8.1.1. Now show how the projected vector field is represented in the embedding as you vary some of the parameters from before (such as min_dist for UMAP).

8.1.2. Is there a specific parameter set, where the arrows and the embedding coordinates do not work together?

8.1.3. Which embedding provides the highest resolution into the vector field.

8.1.4. Using the simulated cellular transitions, can you show which embedding specification represent the high-dimensional vector field best?

8.1.5. Can you even systematically quantify, how well the vector field is represented in the embedding? Possible metrics could, e.g., be correlation of embedded velocities with pseudo time / latent time, 'compactness' of transitions, correlation of transitions in the embedding weighted by their probabilities.


Milestone 8: Topic 2 - Identification of putative driver genes

8.1.1. Identification of dynamically relevant genes is motivated in three ways:

8.1.2. We would like to understand, which genes are the ones that drive the vector field representation in the embeeding, i.e., which are most impactful on the projection.

8.1.3. We would like to understand, which gene are transiently expressed, i.e., dynamically activating in the differentiation process.

8.1.4. Finally, we want to know which genes are actual driver of the underlying biological processes.

8.1.5. Using only a small number of selected genes, show how the velocity projection differs from the projection using all genes.
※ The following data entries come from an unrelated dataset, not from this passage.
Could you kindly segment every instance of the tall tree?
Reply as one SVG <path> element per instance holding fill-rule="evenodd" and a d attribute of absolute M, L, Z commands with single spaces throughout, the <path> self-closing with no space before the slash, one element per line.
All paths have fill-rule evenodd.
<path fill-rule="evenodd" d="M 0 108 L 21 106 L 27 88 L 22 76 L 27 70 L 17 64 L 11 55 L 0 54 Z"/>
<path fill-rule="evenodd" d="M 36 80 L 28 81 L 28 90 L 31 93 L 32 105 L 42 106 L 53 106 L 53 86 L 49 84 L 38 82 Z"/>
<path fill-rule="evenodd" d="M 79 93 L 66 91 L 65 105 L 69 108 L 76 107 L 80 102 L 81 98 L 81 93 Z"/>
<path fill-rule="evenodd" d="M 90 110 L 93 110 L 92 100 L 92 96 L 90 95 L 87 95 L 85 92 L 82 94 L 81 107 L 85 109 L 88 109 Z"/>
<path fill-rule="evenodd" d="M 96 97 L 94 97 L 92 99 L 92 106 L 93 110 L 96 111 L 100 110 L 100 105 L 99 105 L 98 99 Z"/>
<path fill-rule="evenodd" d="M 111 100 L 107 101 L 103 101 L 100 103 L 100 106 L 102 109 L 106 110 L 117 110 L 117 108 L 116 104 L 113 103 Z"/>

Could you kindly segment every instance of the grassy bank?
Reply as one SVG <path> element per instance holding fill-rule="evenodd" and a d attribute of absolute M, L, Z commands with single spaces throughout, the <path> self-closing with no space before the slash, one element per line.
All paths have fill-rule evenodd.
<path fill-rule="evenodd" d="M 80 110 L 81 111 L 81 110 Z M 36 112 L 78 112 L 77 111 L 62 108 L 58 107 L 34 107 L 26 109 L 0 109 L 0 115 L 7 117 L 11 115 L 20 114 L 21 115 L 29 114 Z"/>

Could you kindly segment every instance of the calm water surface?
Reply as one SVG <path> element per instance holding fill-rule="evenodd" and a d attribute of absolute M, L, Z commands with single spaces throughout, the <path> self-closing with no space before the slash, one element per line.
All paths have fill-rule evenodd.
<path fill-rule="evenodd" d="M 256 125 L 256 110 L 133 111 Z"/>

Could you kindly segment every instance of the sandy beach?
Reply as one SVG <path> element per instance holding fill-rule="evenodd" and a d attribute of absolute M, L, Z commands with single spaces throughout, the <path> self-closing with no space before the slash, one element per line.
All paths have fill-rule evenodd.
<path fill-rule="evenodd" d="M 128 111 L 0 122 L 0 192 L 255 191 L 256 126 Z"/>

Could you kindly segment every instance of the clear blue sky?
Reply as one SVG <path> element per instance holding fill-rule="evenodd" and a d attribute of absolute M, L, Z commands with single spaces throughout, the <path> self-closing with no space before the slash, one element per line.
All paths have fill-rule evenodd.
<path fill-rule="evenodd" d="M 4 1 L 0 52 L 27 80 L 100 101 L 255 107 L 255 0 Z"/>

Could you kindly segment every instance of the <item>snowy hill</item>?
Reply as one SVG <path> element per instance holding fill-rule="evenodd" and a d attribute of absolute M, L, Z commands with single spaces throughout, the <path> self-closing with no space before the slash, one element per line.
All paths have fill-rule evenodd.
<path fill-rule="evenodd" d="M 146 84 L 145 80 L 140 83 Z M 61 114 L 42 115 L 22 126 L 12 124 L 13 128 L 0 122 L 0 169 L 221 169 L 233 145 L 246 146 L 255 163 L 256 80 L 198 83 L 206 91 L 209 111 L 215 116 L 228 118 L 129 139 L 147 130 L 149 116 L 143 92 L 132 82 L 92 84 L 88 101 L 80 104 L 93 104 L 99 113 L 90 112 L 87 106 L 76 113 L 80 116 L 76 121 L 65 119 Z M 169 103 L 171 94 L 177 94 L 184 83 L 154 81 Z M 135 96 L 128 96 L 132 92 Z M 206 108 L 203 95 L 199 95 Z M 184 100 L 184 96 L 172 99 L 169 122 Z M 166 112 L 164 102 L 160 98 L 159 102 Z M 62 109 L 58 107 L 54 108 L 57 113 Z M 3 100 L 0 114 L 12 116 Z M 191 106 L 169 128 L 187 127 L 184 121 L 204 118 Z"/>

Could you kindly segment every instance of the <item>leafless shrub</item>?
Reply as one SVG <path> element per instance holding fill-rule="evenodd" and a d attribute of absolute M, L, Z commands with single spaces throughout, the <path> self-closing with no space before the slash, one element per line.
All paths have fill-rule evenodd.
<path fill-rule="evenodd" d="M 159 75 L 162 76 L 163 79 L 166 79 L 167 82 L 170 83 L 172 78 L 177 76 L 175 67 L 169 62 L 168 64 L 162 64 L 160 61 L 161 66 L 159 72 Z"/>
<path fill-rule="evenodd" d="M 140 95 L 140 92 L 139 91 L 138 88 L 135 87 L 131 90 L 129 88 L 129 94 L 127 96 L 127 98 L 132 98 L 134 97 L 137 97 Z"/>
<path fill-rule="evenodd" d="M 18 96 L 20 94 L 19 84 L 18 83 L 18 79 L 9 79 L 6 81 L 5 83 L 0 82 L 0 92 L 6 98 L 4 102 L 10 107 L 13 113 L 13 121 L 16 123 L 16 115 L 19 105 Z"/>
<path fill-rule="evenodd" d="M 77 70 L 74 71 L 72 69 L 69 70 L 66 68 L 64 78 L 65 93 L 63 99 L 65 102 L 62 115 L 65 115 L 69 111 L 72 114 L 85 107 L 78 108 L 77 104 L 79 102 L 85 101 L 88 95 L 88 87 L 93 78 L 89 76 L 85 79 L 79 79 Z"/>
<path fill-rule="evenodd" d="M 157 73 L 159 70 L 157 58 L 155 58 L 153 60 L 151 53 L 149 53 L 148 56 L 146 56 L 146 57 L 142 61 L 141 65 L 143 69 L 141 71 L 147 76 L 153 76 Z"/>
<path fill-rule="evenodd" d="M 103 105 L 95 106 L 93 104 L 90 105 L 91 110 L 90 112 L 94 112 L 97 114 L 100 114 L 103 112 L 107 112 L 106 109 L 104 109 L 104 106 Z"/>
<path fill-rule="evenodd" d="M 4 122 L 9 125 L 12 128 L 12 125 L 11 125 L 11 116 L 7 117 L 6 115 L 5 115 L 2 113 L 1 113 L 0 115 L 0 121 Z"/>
Can you quantify that difference?

8.1.6. There are different ways of computing ‘relevant’ genes in scvelo. Show, which of them best represents the entire vector field.

8.1.7. Which genes are supporting / contradicting the embedded trajectories? How does the projection differ, as you subset to these genes or exclude these genes?

8.1.8. Find more ways of identifying important genes, e.g., using PCA on the velocity vector field.


Bonus Tasks - Topic 1:

9.1.1. Can you find other ways to projecting the data (e.g., parametric UMAP)?

9.1.2. Metrics: correlation with pseudo time / latent time, compactness of transitions, weighted correlation of trasition probabilities in embedding.

9.1.3. How ‘far’ are the transitions reaching, how gene-specific / cell-specific, how does that correlate with velocity?

9.1.4. Where does the displacement ‘land’ (by its closest sampled neighbors or parametric projection), and how does that vary with delta t.


Bonus Tasks - Topic 2:

9.1.1. How ‘far’ are the transitions reaching, how gene-specific / cell-specific, how does that correlate with velocity?

9.1.2. Can you predict the embedded arrows from high-dim velocities (e.g., using random forest or logistic regression) in order obtain weights as a means of interpreting gene's weights as their impact on the projection?

9.1.3. Can you think of ways to disentangle or decompose different processes that simultaneously occur (e.g., cell cycle vs. differentiation)?